She opened her mouth, but I held up a hand.
“And she wasn’t lying,” I went on accusingly. Because unlike the daughter, the mother had been an open book.
I knock on the door that’s half-rusted off its hinges. I’ve never been to her apartment before, not until today. She’s never let me walk her home, never invited me over.
I can hear sounds coming from inside, a couple of footsteps, then a dull thud. More footsteps.
The door squeaks open and a woman appears on the other side. A woman with dark circles under her eyes and deep creases across her brow and at the corners of her mouth. She’s too thin—gaunt—with cheekbones so defined, they look sharp.
There’s an overwhelming stench of garbage in the air, whether from the woman or the ramshackle house, I’m not sure.
“What do you want?” she asks, wrapping an old, ratty robe more tightly around her. It’s a short-sleeved robe, revealing line after line all the way up her forearms. Track marks.
“My name is Cielo Luciano,” I say, narrowing my eyes, searching for any bit of Charlotte in this woman. Maybe I’ve gotten the wrong address. But no, she’s there in the shape of her face and the sprinkle of freckles across the woman’s nose. “I’m looking for Charlotte,” I say.
“Aren’t we all?” she snaps, but she doesn’t have her daughter’s knack for hiding. The anger is shallow—paper thin.
“She hasn’t been to school the past three days. I was just worried, Signorina Santoro.”
I have a feeling I’m showing this woman more respect than she deserves. But Charlotte’s never missed a day of school before, so I’ll play along to get the information I’m after, to make sure Charlotte’s all right.
The woman’s eyes water, and she looks away, staring at the chipped doorframe. “Yeah, well, we’re all worried. Didn’t stop her from leaving, did it?”
“She left?” I ask as an uncomfortable sensation settles into my chest, heavy and tight at the same time.
The woman nods, making a tear spill over and trickle down her sharp cheekbone. “She hit the road, Jack,” she says in a sad, almost sing-song voice.
I look at the woman. She reeks of sadness, but I don’t pity her, not for the sheen in her eyes or the tear on her cheek, not even for the wobble of her lips as she tries to press them together. This woman is a junkie, a drug addict mother whose daughter probably did more to support her than the other way around.
I take a step back as the realization hits me hard: Charlotte left.
I take one more step back, then turn away. I don’t blame her for running from this garbage heap and the worthless woman inside it. But not one word? Not one god damned word?

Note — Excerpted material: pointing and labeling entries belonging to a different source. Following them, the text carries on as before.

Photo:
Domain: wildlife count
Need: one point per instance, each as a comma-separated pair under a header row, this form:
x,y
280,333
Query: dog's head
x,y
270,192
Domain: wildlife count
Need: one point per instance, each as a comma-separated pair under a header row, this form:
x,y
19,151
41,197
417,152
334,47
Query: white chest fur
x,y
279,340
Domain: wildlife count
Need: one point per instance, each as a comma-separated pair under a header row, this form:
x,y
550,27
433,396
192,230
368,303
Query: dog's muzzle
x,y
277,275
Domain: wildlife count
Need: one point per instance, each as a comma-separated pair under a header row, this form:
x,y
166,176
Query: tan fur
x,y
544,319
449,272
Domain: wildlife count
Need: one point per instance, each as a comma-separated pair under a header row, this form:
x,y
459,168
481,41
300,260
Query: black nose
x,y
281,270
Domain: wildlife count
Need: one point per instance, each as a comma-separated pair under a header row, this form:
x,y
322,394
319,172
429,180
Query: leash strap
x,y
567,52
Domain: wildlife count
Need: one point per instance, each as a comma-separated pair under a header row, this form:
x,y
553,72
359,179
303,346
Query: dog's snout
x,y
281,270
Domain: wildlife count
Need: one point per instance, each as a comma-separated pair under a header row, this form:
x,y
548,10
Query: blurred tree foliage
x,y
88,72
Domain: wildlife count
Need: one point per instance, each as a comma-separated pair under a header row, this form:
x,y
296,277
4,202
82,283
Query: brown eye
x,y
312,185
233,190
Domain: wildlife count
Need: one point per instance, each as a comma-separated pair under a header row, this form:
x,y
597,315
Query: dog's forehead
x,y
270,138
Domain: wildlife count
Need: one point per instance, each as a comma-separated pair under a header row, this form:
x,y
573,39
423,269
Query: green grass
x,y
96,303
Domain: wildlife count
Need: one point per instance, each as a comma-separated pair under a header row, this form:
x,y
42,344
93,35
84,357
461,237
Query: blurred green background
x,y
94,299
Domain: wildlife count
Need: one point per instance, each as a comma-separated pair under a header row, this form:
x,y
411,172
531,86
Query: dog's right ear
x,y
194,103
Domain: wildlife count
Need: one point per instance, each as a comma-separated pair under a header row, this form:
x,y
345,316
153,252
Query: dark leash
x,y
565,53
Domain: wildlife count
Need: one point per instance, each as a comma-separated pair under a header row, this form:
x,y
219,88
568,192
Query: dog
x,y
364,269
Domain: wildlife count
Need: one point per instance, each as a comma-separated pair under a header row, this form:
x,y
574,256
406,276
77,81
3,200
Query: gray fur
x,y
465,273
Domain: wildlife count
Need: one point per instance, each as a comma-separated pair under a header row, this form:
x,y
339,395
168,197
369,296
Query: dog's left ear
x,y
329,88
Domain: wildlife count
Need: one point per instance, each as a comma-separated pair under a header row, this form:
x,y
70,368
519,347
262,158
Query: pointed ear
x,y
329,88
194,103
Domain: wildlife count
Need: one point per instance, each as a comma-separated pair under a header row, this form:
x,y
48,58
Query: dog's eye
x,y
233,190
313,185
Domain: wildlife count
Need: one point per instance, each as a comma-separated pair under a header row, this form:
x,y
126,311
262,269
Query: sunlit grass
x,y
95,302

Charlotte sat up and threw her legs over the side of the bed. “You’re right, I did leave,” she said nonchalantly as she stood up and walked naked to the closet.
Christ.
My cock jerked and started to harden. Maybe I could put the anger on the back burner for another hour.
“I just packed a bag one day and decided to leave everything I’d ever know behind so I could branch out on my own,” she said with her back to me as she threw open the closet door. “Sounds like a perfectly reasonable thing for a teenager to do, doesn’t it?”

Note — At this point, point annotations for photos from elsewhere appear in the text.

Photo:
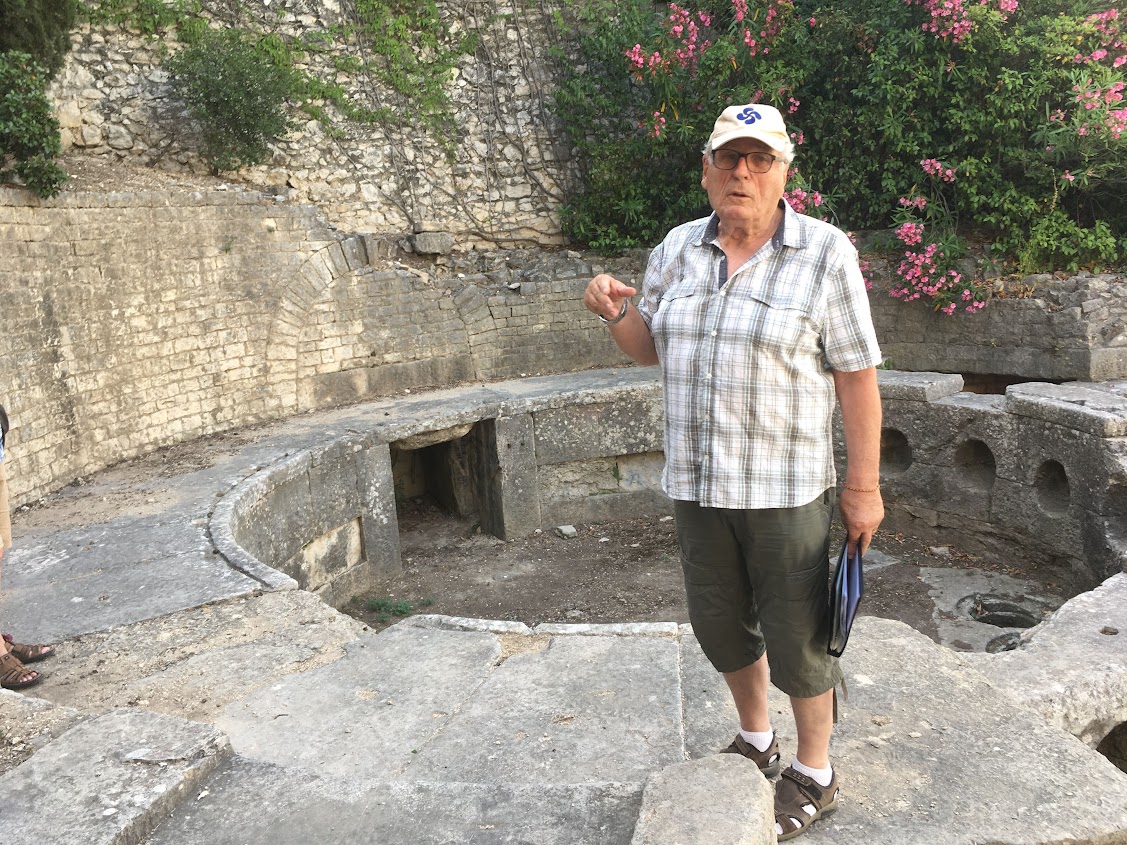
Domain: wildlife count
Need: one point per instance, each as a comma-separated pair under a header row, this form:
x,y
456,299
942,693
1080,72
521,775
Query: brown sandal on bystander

For Charlotte? Probably. But I knew better than to answer that question.
“I saw your house, your mother. I get why you would have wanted to leave,” I said, deciding I could be angry and enjoy the view at the same time. Her ass still wore my handprints and her movements were fast and jerky, making her tits bounce enticingly. “But you couldn’t bother sticking around long enough to say goodbye?” I asked, old anger and hurt bleeding into my tone as I sat up, swung my legs over the side of the bed, and threw on my boxers.
She spun around, clothes in her hand, but still standing there stark naked. “I had twenty bucks to my name, Cielo. If I’d waited a day, she would have taken that too, and I would have been stuck. But you’re right. I should never have left,” she said, her voice thick with sarcasm as she threw on a black tank top with chains lacing up the sides over bare flesh. “Really, you’ve made me see the error in my ways now. I should have stuck around,” she continued as she slid a tight pair of black pants up her tanned legs. “I should have gotten on board with my own fucking mother pimping me out to her dealers so she could get her next fix. I don’t know why I—”
“Your mother did what?” I asked, my voice quiet, while inside, it felt like a bomb had gone off.
She looked at me. For the first time, I could clearly recognize the hesitation in her expression. Then she scoffed, and it disappeared. “Not everybody grows up with a silver spoon in their mouths, charming. Some people haverealproblems.”
I swallowed, like it could somehow force back the red haze that seemed to have settled in the air, clouding my vision. “Your mother just said you left,” I said, trying to make sense of the fragments left from the bomb’s explosion.
“She was right, I did—the day I woke up to her god damned dealer’s hands on me, naked and climbing on fucking top of me.”
I’d tortured and killed countless men, but I’d never felt anything, not guilt or sorrow, but not enjoyment either.
I looked away because I didn’t want her to see the delight I would have taken in tearing apart the man—the dealer—who’d dared to fucking touch her.